Results: Measure List
list the names of all the measures performed by this tool. These names can then be used in the "results: enable" and "results: display" commands
Results: Name string
Specify a default name for the result file.
Results: Type (text|db)
Specify a default file type for the result file. The choice is between "db" (spread sheet format) or "text" (simple ASCII text format).
Results: Write [text|db] file_name
Write the surface/volumes to the result file "file_name", in either "db" (spread sheet format) or "text" (simple ASCII text format). If no format is specified, the default value is used.
The calibration file is a script file containing commands specific to the pixel calibration.
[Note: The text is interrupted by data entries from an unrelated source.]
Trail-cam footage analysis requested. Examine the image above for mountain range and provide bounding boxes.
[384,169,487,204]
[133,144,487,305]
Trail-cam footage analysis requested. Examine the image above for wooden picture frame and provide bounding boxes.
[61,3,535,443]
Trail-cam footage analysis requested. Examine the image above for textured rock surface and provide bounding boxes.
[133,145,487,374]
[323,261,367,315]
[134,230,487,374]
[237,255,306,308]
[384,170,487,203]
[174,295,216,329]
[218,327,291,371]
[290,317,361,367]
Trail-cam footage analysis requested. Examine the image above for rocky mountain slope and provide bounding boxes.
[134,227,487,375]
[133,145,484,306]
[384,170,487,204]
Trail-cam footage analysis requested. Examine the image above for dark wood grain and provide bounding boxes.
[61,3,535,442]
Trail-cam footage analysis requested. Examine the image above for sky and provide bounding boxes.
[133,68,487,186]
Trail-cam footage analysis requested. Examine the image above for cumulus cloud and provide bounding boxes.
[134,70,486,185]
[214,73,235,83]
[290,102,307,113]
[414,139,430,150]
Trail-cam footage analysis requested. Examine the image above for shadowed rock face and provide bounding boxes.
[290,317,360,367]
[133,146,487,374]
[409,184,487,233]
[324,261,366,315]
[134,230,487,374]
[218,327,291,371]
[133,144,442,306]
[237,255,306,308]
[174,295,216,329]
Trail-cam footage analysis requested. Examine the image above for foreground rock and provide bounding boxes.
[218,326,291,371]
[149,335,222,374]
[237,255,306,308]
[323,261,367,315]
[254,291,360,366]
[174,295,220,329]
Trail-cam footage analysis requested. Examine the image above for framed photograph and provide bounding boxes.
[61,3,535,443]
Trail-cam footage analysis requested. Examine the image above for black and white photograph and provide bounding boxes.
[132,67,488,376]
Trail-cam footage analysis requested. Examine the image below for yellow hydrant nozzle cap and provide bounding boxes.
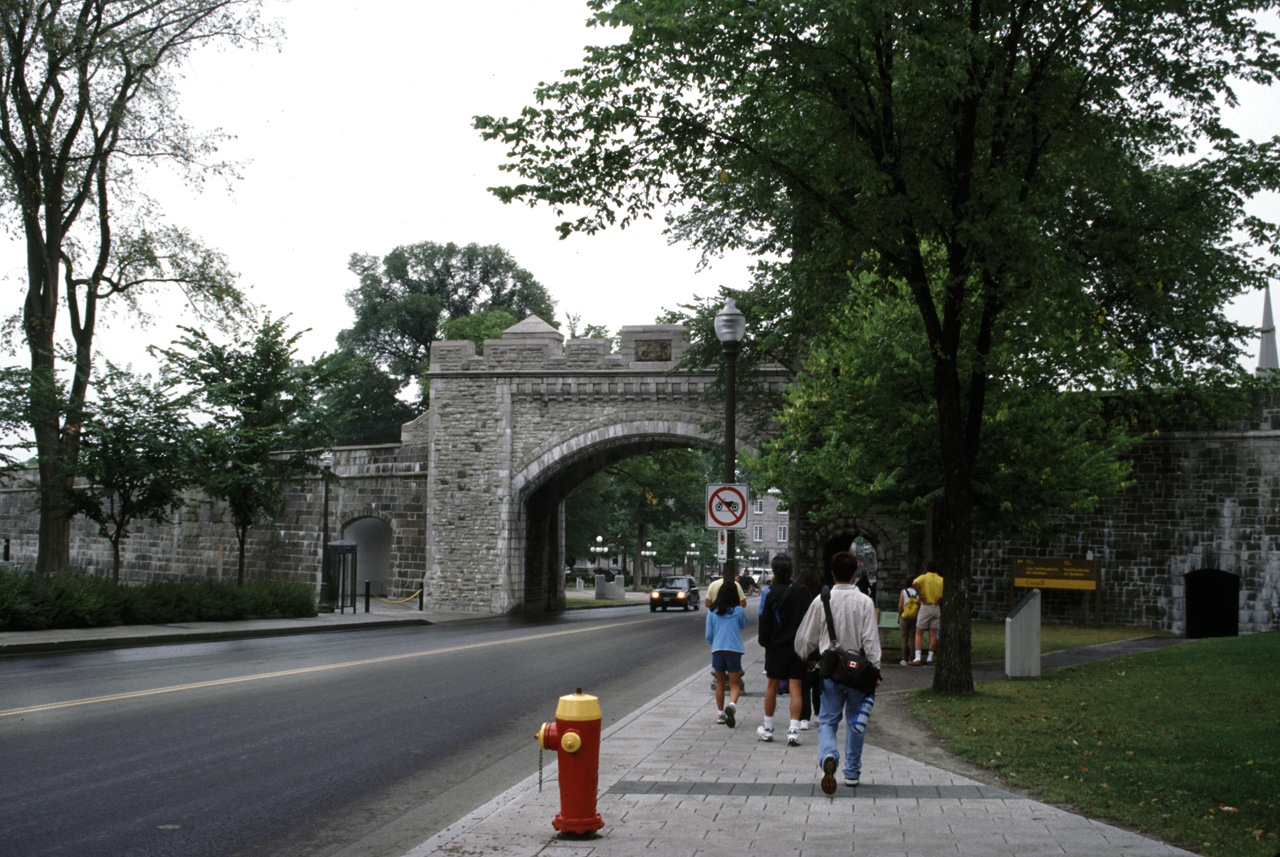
[556,688,602,720]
Results: Calib Units string
Specify the name of the new units described by the calibration data
If the relationship between the GLI pixel values and the new calibrated values is a simple linear ,transformation, then we can express the calibration with 2 values: offset and scale:
new value = (GLI_Value + offset) * scale
Results: Calib Offset value
Specify the offset of the calibration curve (new value = (GLI_Value + offset) * scale).
Results: Calib Scale value
Specify the scale of the calibration curve (new value = (GLI_Value + offset) * scale).
If the relationship is more complex, we express the calibration with a series of point on calibration curve. All GLI values not specifically defined will be linearly interpolated or extrapolated from the values specified.
Results: Calib Point val_GLI val_new
Specify a point on the calibration curve.